Par contre, les ventes pourraient venir du côté des institutionnels qui ont largement surfé sur cette dernière vague de hausse immobilière, et qui n’ont désormais plus aucun intérêt à détenir un investissement de ce type. Les rendements à 6 mois sans risque des bons du Trésor sont en train de rattraper le taux moyen de rentabilité d’un investissement locatif :
Autrement dit, le risque de l’investissement immobilier va inciter les fonds à ralentir leurs achats.

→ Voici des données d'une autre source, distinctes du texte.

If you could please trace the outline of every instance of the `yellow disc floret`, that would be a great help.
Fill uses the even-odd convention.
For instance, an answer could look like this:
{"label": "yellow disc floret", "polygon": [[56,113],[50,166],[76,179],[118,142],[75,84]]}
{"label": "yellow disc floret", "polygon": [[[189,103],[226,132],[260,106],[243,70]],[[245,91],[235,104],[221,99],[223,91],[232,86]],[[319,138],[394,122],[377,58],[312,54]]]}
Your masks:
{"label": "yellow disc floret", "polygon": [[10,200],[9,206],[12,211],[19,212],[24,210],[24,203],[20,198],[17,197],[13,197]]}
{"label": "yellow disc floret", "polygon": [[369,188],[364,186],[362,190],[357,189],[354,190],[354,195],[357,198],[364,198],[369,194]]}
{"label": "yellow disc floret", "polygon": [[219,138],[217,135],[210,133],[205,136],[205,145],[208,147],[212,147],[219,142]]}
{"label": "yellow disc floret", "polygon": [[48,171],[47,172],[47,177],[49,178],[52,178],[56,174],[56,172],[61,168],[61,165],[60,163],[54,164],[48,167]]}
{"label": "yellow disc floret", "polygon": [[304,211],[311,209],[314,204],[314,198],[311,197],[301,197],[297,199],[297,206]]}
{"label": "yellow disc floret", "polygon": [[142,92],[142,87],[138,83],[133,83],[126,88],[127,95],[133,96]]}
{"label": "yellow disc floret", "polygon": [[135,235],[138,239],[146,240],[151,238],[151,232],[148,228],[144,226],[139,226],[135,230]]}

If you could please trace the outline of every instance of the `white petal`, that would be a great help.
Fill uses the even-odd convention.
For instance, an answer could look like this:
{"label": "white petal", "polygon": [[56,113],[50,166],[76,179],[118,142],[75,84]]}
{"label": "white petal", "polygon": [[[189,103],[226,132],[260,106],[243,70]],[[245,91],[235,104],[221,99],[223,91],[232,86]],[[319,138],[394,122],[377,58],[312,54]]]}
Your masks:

Mais il est aussi probable que les institutions se débarrassent de leurs actifs, qu’ils n’avaient d’ailleurs l’intention de garder uniquement pendant la période de gonflement de la bulle.
Starwood Capital Group a annoncé la vente de 3 000 maisons résidentielles précédemment acquises.
C’est bien la vente par ces institutionnels qui risque de déclencher la baisse des prix.
Cette baisse aggraverait le ralentissement économique : la part de richesse détenue dans les biens immobiliers n’a jamais été aussi importante aux États-Unis :
Par rapport au PIB, cette richesse représente un niveau encore plus important que pendant la dernière bulle de 2007 :
Lors de la remontée brutale des taux engagée par Paul Volcker dans les années 1980, la richesse détenue dans l’immobilier était bien moins importante.
Cette fois-ci, en faisant baisser les prix immobiliers, la hausse des taux risque d’avoir un effet de perte de richesse bien plus ravageur.
La Fed observe les effets temporaires d’une hausse de taux et pense qu’elle pourra réaliser un ralentissement en douceur de l’économie.
Elle occulte le potentiel effet dévastateur qu'aurait l’éclatement d’une bulle immobilière encore plus énorme qu’en 2007. La première erreur de la Fed a été de rater le démarrage de l’inflation. Nous sommes peut-être en train d'assister à la deuxième erreur : en voulant créer une récession utile pour combattre l’inflation, la banque centrale américaine est en train d’ignorer l’effet d'appauvrissement inédit et irréversible que le relèvement brutal des taux menace de créer.